Il ressort de sa conduite que Spinoza n’attachait pas vraiment d’importance aux questions de communautés. Ni rejet hystérique ni besoin angoissé d’appartenance.

Colerus note (avec quelque dépit) que prenant ses distances avec la Synagogue, Spinoza n’a pas pour autant « embrassé le christianisme, ni reçu le saint baptême. Et quoi qu’il ait eu de fréquentes conversations avec quelques savants Mennonites, aussi bien qu’avec quelques personnes les plus éclairées des autres sectes chrétiennes, il ne s’est pourtant jamais déclaré pour aucune, & n’en a jamais fait profession. »

Les chapelles (limite sectes au sens actuel) pullulaient en effet comme des mouches (suscitant j’imagine son intérêt entomologiste).

Quand il commença à dire sa façon personnelle de penser dans le cadre de sa communauté, il y eut d’abord des pressions assorties de menaces. Si bien qu’un fidèle plus allumé l’agressa physiquement genre horreur tu blasphèmes.

Il fallait calmer le jeu.

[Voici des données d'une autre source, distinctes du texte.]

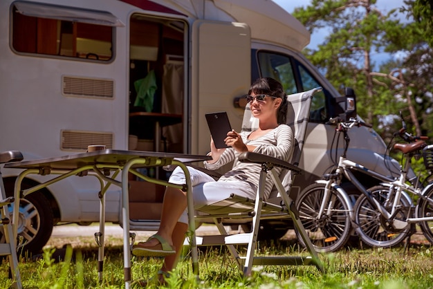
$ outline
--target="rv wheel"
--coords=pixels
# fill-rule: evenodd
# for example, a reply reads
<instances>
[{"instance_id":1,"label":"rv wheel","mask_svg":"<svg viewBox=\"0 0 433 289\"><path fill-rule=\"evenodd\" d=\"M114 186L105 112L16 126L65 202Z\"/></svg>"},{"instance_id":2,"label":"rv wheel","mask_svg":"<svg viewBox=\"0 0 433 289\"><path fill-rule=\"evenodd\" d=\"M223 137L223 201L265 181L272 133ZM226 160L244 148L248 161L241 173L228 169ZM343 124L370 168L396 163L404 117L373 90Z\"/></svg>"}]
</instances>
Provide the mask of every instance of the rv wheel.
<instances>
[{"instance_id":1,"label":"rv wheel","mask_svg":"<svg viewBox=\"0 0 433 289\"><path fill-rule=\"evenodd\" d=\"M5 181L8 196L13 196L13 189L9 182ZM26 188L23 183L23 189ZM12 187L13 188L13 183ZM13 204L8 206L10 219L12 220ZM19 216L18 221L18 236L23 237L24 246L18 248L19 254L30 257L41 252L46 244L54 224L53 211L47 198L39 192L32 193L21 198L19 201ZM0 226L0 243L5 243L3 227Z\"/></svg>"}]
</instances>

Alors « Les Juifs lui offrirent une pension peu de temps avant sa désertion pour l’engager à rester parmi eux, sans discontinuer de se faire voir de temps en temps dans leurs synagogues. » On profite de ton statut international d’intello, et toi tu y perds pas. Juste : tu fais pas de vagues, hein ?

Mais non. « Quand ils lui eussent offert dix fois autant, il n’eût pas accepté leurs offres, ni fréquenté leurs assemblées par un semblable motif; parce qu’il n’était pas hypocrite, et ne recherchait que la vérité ».

Suivant sa devise Caute, pourvu d’un conatus comme vous et moi, Spinoza refusa de mettre en péril sa tranquillité voire sa vie, et tout autant sa liberté. Il s’éloigna donc sur la pointe des pieds, espérant qu’on lui lâcherait les bottes.

« L’homme libre montre la même vaillance ou présence d’esprit à choisir la fuite qu’à choisir le combat ». (part.4 corollaire prop.69) (À noter dans votre mémo SOS philo).

Mais les religieux détestent perdre la face et le pouvoir qui va avec.

« Il s’était à peine séparé des Juifs et de leur communion qu’ils le poursuivirent juridiquement selon leurs lois ecclésiastiques et l’excommunièrent ».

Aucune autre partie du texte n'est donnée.